You could try frightening the electorate. It works, but at a high cost. You pit one side against the another, regardless of the facts, and then you pledge to protect your supporters from the “others” you’ve demonized. Like shaming, fear mongering also works both ways.

There are other approaches that can win elections, some of them legal. But, wait. What election? Who’s running for what and when? Primaries are held in late June; the general election in November. But for roughly 10% of Columbia County voters, there is an election next week.

Elections Tuesday, March 15, from noon to 9 p.m., are only for people who live in one of the four villages in Columbia County: Chatham, Kinderhook, Philmont and Valatie. As well as living in one of those villages, to cast a ballot in one of these elections you must be registered to vote in the village.

Each of the villages has elections but only one village has a ballot contest: three people are running for mayor of the Village of Kinderhook. Also in Kinderhook, as with the other three villages, there are vacant seats on Village Boards with just enough candidates on the ballots to fill those seats.

Does that mean there’s no reason to cast a vote because the results, with the exception of Kinderhook mayor, are already decided?

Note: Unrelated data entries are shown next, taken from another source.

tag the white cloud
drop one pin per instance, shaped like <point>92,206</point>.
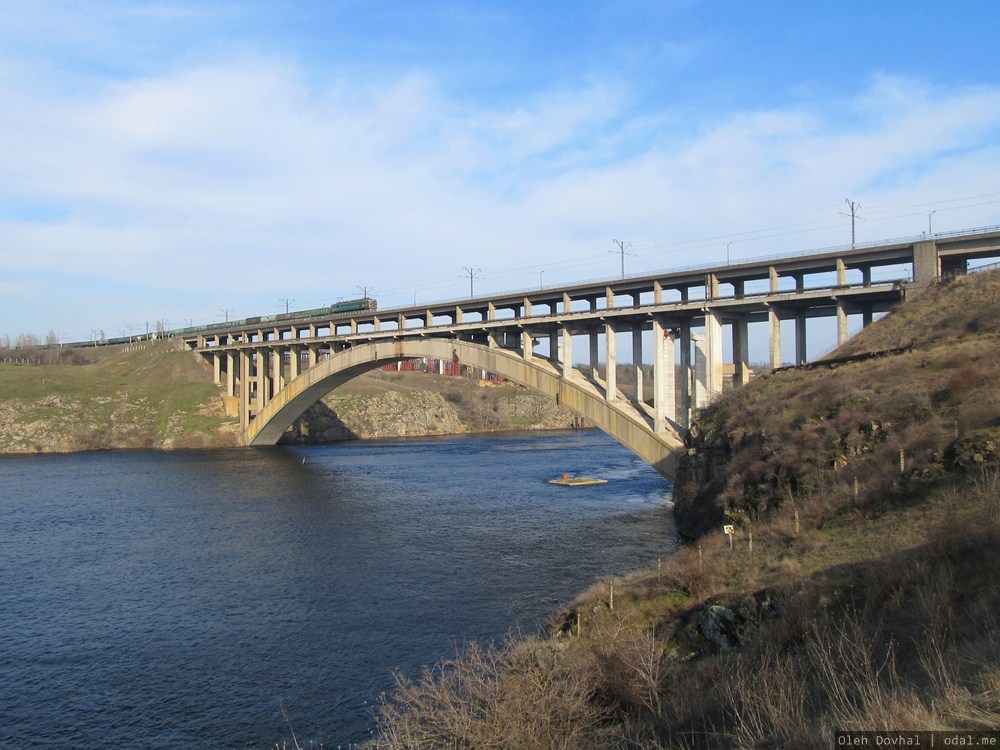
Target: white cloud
<point>244,182</point>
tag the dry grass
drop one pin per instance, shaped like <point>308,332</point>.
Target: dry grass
<point>907,635</point>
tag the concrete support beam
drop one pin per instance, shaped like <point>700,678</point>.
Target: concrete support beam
<point>637,363</point>
<point>741,351</point>
<point>230,374</point>
<point>687,403</point>
<point>277,372</point>
<point>774,338</point>
<point>713,356</point>
<point>263,379</point>
<point>610,363</point>
<point>245,379</point>
<point>711,286</point>
<point>527,345</point>
<point>700,398</point>
<point>664,406</point>
<point>566,356</point>
<point>801,355</point>
<point>926,265</point>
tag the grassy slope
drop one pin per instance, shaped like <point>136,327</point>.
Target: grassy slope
<point>869,598</point>
<point>147,396</point>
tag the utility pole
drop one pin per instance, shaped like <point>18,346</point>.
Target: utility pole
<point>473,272</point>
<point>854,215</point>
<point>622,247</point>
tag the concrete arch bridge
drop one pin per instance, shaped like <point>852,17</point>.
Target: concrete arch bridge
<point>688,319</point>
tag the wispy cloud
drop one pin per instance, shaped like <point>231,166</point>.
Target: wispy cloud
<point>251,177</point>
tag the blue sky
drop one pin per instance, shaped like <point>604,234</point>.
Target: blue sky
<point>172,160</point>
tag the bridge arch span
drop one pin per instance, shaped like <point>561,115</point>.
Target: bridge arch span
<point>617,418</point>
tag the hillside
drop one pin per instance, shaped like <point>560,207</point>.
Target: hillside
<point>859,588</point>
<point>154,395</point>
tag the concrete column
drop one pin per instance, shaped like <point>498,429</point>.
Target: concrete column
<point>637,363</point>
<point>926,266</point>
<point>774,348</point>
<point>594,347</point>
<point>663,377</point>
<point>610,363</point>
<point>230,374</point>
<point>527,345</point>
<point>741,350</point>
<point>711,286</point>
<point>685,374</point>
<point>700,372</point>
<point>263,379</point>
<point>277,378</point>
<point>244,389</point>
<point>800,337</point>
<point>713,355</point>
<point>566,355</point>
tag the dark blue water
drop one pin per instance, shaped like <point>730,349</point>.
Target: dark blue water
<point>189,599</point>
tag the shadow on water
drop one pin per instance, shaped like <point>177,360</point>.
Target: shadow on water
<point>164,599</point>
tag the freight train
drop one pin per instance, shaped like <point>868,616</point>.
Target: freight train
<point>337,309</point>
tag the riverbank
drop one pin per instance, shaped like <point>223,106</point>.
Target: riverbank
<point>841,571</point>
<point>156,395</point>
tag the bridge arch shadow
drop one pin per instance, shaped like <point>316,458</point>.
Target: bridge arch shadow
<point>617,418</point>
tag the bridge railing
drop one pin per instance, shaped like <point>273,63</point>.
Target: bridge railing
<point>531,291</point>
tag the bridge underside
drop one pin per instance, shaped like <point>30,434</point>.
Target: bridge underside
<point>617,417</point>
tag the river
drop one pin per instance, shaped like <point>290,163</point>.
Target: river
<point>222,599</point>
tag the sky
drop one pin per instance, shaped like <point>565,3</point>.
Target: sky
<point>191,161</point>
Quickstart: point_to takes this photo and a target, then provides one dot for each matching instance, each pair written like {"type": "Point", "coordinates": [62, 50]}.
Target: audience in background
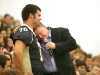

No. If you know someone running for a seat on your Village Board, consider voting for her or him because that person is doing an essential job that you and the rest of your village don’t want to do. That’s not shaming. That’s gratitude.

Maybe there’s no familiar name on your ballot. As a practical matter it’s simply writing in a candidate’s name at the bottom of a column with the title of the village position you want the write-in to have. The law doesn’t require it, but good manners suggest that you should inform the person you plan to write in before you submit your ballot. But choose carefully. Occasionally write-ins win elections. If you want to make a point about a candidate you don’t know or don’t approve of, leave that candidate’s column blank but cast a ballot for the others. That sends a message.

The scale of these village elections is as small as democracy gets. The combined number of active voters in all four villages is less than 5,000, according to the latest available figures. That’s 10% of the active voters countywide. And yet the impact of the local elections can be tremendous. A handful of votes determines who will set water and sewer policies, the quality of local roads and bridges, and what you may and may not do with your home.

But you probably knew most of this anyway. So let’s look at one other motivation for participating in our village elections. Think of these votes as a message to all the communities around the world that don’t have the opportunity to choose their leaders. Now add to that list the people of Ukraine, whose rights—and lives—are extinguished with every moment the brutal Russian invasion crawls on. Those rights we have are equally fragile if we fail to exercise them every chance we get.